By Makini Brice and Jonathan Stempel
(Reuters) -Pennsylvania officials told a federal appeals court on Tuesday it should reject a bid by U.S. President Donald Trump's campaign to block President-elect Joe Biden from being declared the winner of the battleground state, according to a court filing.
Lawyers for Trump's campaign have asked the U.S. Third Circuit Court of Appeals to halt the "effect" of the state's results. The results were certified earlier on Tuesday, clearing the way for Biden to receive the state's 20 electoral votes and dimming Trump's long-shot quest to change the outcome of the election.
While Trump's administration begins the process of formally transitioning the government to Biden, Trump's campaign is appealing a decision made by a lower court judge, who rejected claims of inconsistent treatment of mail-in ballots. Some counties told voters they could fix defective ballots, such as a missing "secrecy envelope," while others did not.
U.S. District Judge Matthew Brann dismissed the case, saying he had "no authority to take away the right to vote of even a single person, let alone millions of citizens."
In appealing the decision, the Trump campaign said it was focusing on the "narrow" question of whether Brann improperly refused to let it amend the lawsuit a second time.
The campaign wants to add back allegations it dropped from the case, including a claim that its due process rights were violated.
"The Trump Campaign seeks to needlessly draw out this futile legislation by asserting the right to reinstate meritless claims they excised and abandoned in the District Court in a well-publicized effort to undermine this election and, ultimately, democracy itself," lawyers for four of the counties involved in the lawsuit wrote in a court filing.
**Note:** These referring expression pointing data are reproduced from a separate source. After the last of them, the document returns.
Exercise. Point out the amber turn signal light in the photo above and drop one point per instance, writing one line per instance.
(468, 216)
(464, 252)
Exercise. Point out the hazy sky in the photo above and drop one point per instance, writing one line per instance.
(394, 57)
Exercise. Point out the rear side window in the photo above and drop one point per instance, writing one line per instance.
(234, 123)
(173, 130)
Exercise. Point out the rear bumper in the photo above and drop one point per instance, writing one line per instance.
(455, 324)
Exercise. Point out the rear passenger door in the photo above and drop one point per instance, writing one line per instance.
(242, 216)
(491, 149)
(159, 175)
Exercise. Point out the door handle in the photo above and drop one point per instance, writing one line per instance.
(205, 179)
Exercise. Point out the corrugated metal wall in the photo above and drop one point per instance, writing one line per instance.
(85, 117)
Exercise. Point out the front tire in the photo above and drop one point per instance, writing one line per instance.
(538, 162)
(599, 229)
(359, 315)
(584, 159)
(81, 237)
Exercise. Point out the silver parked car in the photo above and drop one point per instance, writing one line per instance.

The campaign on Monday denied trying to disenfranchise the state's 6.8 million voters and said it wanted an expert to "sample" 1.5 million mail ballots to determine how many were defective.
Those defective ballots, the Trump campaign said, should be "deducted from Biden's votes, which may change the result of the election."
Biden received nearly 81,000 more votes than Trump in the state.
Even if Trump was able to overturn the election results in Pennsylvania, he would need to invalidate the results in two other key states to change the outcome of the election.
"Trump did not succeed in Pennsylvania and he will not succeed anywhere else," Bob Bauer, an adviser to Biden, said in a statement on Tuesday.
If the campaign loses its appeal, it could ask the U.S. Supreme Court to take up its case.